Retail Sales Overview
Early Thursday, the market sees preliminary readings of Australia's seasonally adjusted Retail Sales for June month at 01:30 GMT. Market consensus suggests a downbeat MoM print of 0.5% versus 0.9% prior readings, suggesting the lack of sustained improvement in economic activity after posting the softer outcome in May.
Given the recently mixed Aussie data and downbeat economic forecasts from Aussie Treasurer Jim Chalmers challenging the Reserve Bank of Australia’s (RBA) hawkish bias, today’s Aussie Retail Sales appear the key for the AUD/USD traders.
It’s worth noting that the Australian Bureau of Statistics (ABS) is also up for releasing the second-quarter (Q2) Export Price Index and Import Price Index at the aforementioned time, which in turn increases the importance of Thursday’s economic calendar for the pair traders.
Ahead of the data, Westpac said,
Australian credit and debit card data suggest retail sales should post a solid gain in June, concealing the backdrop of weakening confidence (Westpac f/c 0.6%). A strong lift in export prices is anticipated in Q2 given the strength of commodity prices (Westpac f/c: 8.0%), while a higher AUD likely tempered the lift in import prices from global energy inflation (Westpac f/c: 2.0%).
How could it affect AUD/USD?
AUD/USD dribbles around the six-week high near 0.7000, struggling to extend the post-Fed rally, as traders await Australia’s Q2 Import Price Index and Retail Sales for June during Thursday’s Asian session. In doing so, the Aussie pair traders also justify the market’s cautious mood amid fears of US recession, as well as recently released downbeat economic forecast updates from Australia.

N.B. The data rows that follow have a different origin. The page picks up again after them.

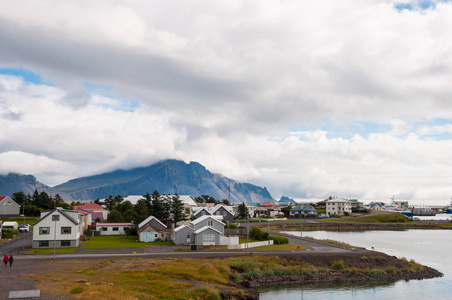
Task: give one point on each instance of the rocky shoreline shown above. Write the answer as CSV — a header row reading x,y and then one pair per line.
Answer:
x,y
371,266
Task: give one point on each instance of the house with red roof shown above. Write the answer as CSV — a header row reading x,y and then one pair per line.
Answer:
x,y
8,207
97,211
113,228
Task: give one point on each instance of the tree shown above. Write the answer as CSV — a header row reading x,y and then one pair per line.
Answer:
x,y
242,211
111,203
114,216
177,210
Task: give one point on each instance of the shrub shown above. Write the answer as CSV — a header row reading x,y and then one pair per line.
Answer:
x,y
258,235
8,233
279,240
338,265
391,271
354,271
131,231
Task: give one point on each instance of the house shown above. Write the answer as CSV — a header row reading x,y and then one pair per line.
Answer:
x,y
151,230
338,206
8,207
218,210
205,230
113,228
85,217
57,228
268,209
11,225
96,210
305,210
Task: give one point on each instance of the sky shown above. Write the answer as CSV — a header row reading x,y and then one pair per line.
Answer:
x,y
310,98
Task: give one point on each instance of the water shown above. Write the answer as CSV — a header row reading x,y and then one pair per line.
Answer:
x,y
432,248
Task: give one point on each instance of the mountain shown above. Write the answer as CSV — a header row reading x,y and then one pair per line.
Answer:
x,y
286,199
168,177
14,182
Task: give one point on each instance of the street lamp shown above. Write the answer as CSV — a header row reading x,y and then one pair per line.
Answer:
x,y
55,218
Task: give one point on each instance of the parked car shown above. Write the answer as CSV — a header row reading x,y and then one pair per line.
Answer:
x,y
24,227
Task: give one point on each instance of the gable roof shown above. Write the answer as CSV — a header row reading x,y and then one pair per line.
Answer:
x,y
181,227
62,212
149,219
205,228
91,206
203,218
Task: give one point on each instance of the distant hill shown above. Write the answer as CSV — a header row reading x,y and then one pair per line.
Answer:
x,y
168,177
14,182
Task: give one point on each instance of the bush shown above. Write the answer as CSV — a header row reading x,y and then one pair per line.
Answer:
x,y
279,240
338,265
8,233
131,231
258,235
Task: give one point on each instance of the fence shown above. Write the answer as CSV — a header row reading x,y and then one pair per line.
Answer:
x,y
251,245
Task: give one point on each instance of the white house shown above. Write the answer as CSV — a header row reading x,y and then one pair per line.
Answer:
x,y
205,230
58,228
338,206
8,207
152,230
112,228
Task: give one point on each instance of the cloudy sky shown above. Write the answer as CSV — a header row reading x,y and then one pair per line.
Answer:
x,y
308,98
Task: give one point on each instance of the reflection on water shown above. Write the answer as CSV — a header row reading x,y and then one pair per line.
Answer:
x,y
428,247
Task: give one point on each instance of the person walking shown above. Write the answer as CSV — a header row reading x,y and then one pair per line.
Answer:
x,y
5,260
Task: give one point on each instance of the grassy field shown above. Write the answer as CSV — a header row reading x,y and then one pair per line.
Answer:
x,y
20,220
144,278
380,218
115,241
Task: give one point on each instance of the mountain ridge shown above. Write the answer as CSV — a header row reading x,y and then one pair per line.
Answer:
x,y
167,176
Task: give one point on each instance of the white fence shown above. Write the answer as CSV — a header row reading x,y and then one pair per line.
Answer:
x,y
229,240
251,245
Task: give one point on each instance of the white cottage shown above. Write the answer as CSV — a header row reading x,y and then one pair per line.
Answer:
x,y
57,228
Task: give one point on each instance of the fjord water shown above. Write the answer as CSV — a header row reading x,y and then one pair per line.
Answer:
x,y
432,248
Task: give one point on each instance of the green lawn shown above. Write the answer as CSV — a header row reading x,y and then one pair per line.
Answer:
x,y
285,247
50,250
20,220
115,241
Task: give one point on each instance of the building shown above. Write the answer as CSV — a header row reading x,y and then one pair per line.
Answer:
x,y
152,230
205,230
57,228
96,210
113,228
304,210
8,207
338,206
218,210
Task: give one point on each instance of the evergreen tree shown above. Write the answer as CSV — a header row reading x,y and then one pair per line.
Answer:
x,y
242,211
177,210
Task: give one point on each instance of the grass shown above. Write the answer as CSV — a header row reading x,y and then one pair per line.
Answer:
x,y
50,250
379,218
115,241
285,247
20,220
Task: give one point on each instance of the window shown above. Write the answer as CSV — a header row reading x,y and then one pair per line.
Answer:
x,y
208,238
43,243
65,230
44,230
65,243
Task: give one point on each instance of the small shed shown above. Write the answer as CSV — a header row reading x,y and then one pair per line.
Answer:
x,y
11,225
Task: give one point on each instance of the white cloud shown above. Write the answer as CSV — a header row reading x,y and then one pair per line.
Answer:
x,y
249,89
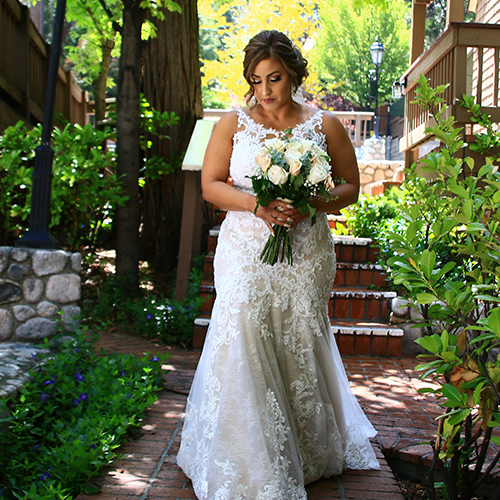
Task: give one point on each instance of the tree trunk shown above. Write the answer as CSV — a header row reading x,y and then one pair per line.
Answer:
x,y
128,149
101,81
172,82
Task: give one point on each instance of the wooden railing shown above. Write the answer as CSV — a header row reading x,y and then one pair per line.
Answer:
x,y
466,57
356,123
24,61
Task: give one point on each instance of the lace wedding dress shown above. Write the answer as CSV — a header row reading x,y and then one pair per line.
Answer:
x,y
270,408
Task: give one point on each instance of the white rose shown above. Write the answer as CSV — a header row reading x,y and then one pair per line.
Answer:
x,y
292,158
263,159
277,175
295,167
317,174
277,144
307,145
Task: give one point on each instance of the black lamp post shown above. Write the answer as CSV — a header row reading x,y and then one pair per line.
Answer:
x,y
376,51
38,235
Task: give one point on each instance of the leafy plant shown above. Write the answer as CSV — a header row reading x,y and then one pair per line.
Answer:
x,y
71,417
458,208
85,189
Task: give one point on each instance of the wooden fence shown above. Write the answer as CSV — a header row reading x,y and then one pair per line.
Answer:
x,y
24,62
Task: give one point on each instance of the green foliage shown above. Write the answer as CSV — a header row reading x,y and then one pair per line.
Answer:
x,y
85,189
72,415
458,207
149,314
342,56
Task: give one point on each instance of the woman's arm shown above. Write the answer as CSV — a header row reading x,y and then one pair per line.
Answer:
x,y
215,173
345,173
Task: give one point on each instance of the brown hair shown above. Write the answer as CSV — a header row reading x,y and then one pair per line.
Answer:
x,y
276,45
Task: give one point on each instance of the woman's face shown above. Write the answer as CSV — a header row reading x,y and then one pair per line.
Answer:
x,y
271,84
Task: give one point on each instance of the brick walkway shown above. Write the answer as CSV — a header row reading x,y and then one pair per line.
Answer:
x,y
385,387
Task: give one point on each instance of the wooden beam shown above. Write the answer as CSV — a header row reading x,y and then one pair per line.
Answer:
x,y
455,11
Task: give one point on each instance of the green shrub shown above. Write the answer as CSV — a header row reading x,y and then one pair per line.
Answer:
x,y
456,213
149,314
70,419
85,189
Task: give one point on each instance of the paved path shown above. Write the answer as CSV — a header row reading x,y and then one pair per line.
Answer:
x,y
385,387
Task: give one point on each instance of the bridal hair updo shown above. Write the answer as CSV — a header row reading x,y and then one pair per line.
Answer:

That said, Australia’s seasonally adjusted Retail Sales for June is expected to ease to 0.5% versus 0.9% prior, which in turn supports Australian Treasury’s downbeat economic predictions and can probe the RBA hawks. The same could also trigger the AUD/USD pair’s pullback if Australia’s Q2 readings of the Export Price Index and Import Price Index came in softer than market forecasts of 19.7% and 1.9% in that order.
It’s worth noting that the softer-than-expected Aussie Q2 Consumer Price Index (CPI) has already teased AUD/USD sellers but failed due to the Fed-led rally. Hence, today’s Aussie data may clarify the near-term pair moves ahead of the US Q2 Gross Domestic Product (GDP) Annualized.
Technically, a successful upside break of the previous resistance line from April and the 50-DMA, as well as the bullish MACD signals, hint at the AUD/USD pair’s further upside. That said, the 38.2% Fibonacci retracement of the April-July downside, also nearing the mid-June swing high around 0.7070, appears to be the immediate resistance for the pair. Alternatively, pullback moves may initially aim for the 50-DMA level of 0.6972 before testing the previous resistance line near 0.6930.
Key Notes
AUD/USD Price Analysis: Stays on the way to 0.7070 hurdle
AUD/USD steadies near six-week top around 0.7000 ahead of Aussie Retail Sales, US GDP
About Australian Retail Sales
The Retail Sales released by the Australian Bureau of Statistics is a survey of goods sold by retailers is based on a sampling of retail stores of different types and sizes and it''s considered as an indicator of the pace of the Australian economy. It shows the performance of the retail sector over the short and mid-term. Positive economic growth anticipates bullish trends for the AUD, while a low reading is seen as negative or bearish.